Peruse The Franklin’s extensive bar book and you’ll be enticed by 36 libations grouped into six categories. From classic sips (“Required Reading,”) to approachable ones (“Easy Going,”) all the way to evocative, potent potables (“I Asked Her For Water She Gave Me Gasoline,”) Bar Manager Al Sotack and Head Bartender Colin Shearn make memorably complex drinks de rigueur at the fifty-seat, buzzworthy Philadelphia cocktail den.

There is one ingredient, however, decidedly missing from the back bar: “Vodka is boring and has no place in cocktails,” declares Shearn. He notes that vodka doesn’t fit in with the pre-Prohibition spirit of the bar, which shares its name with a bootlegging operation run by gangster Max “Boo Boo” Hoff. Staff does admit, though, that Tequila—which does factor onto the menu—wasn’t around then either.

But the staunch antivodka attitude is not meant to convey an elitist attitude. Staff at the Rittenhouse Square-neighborhood hotspot loves simply to turn customers on to drinks they may not have considered ordering before.
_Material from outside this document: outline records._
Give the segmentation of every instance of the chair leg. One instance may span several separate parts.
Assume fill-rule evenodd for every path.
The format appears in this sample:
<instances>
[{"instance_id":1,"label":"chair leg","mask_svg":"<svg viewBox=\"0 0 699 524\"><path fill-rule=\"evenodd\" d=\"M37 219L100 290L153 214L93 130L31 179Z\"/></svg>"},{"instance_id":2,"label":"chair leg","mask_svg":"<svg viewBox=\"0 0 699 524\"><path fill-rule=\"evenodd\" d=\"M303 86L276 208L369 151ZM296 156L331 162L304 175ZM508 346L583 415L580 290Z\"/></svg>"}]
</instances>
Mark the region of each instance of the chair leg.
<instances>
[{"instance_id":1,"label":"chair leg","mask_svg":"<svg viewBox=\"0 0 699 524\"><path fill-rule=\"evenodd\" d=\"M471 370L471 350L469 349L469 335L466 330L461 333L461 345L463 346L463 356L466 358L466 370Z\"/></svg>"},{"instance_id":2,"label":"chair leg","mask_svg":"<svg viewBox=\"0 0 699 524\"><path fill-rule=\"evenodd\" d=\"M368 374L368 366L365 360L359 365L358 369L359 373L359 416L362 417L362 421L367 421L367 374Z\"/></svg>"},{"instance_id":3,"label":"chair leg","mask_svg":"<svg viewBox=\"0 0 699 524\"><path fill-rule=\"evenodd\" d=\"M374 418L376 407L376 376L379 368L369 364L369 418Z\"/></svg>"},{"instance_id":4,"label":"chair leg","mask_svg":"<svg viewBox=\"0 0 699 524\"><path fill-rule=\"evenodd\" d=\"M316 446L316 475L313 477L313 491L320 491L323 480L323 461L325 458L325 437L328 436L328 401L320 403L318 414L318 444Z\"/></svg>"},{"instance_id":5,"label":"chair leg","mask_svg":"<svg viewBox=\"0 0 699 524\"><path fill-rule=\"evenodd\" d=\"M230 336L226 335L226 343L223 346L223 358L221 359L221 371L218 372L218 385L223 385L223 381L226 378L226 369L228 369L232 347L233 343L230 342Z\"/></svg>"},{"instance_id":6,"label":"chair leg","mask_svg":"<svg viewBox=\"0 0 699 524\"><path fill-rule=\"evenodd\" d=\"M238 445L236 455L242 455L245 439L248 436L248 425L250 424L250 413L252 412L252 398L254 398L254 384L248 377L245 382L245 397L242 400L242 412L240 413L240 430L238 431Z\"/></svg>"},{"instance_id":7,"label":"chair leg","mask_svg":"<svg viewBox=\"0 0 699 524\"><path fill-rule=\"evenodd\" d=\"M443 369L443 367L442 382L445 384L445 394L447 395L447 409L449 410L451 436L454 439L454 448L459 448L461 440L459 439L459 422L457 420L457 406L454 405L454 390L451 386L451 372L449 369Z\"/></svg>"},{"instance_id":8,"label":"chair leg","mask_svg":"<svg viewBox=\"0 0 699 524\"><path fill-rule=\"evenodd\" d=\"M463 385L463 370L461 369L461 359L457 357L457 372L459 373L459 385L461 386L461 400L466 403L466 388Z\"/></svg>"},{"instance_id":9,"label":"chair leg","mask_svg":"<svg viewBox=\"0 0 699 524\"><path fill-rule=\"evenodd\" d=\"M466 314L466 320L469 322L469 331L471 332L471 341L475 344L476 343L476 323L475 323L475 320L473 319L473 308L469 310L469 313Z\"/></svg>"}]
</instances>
In other words, you can’t easily skip right over the gin section because of a bad past experience.

Most liquid options are priced at $12, like the easy-drinking “House of Lords.” Its blend of Jamaican rum, Pimm’s No. 1, Cynar, Crème de Pêche and lime first shows its fruity, approachable side, and finishes with a rum kick and touch of bitterness. The whiskey-based “Blues Explosion” is tempered by grapefruit and maple syrup, and served in a perfectly carved rock. But the most impressive concoction may be the “Six-Inch Gold Blade,” which keeps evolving in complexity. Scotch’s smoky peaty notes hit first, followed by enticing bitterness from the Amaro, Campari and Punt e Mes, finishing off with a funky earthiness from mole bitters.

The recently launched “Extra Credit” program features $9 drinks aimed to give a little beverage education on topics like the evolution of the Martini, or hot drinks. A new small plates menu tempts with nibbles like housemade pickles and charcuterie, black olive and lemon biscotti and Peking pork rinds.

Every cocktail at The Franklin, explains Shearn, has direction—a term he prefers to balance. “You can balance a drink to the point of bland,” he says. The Franklin’s direction and bar philosophy? “It's simple: the right drink at the right moment for the right person.”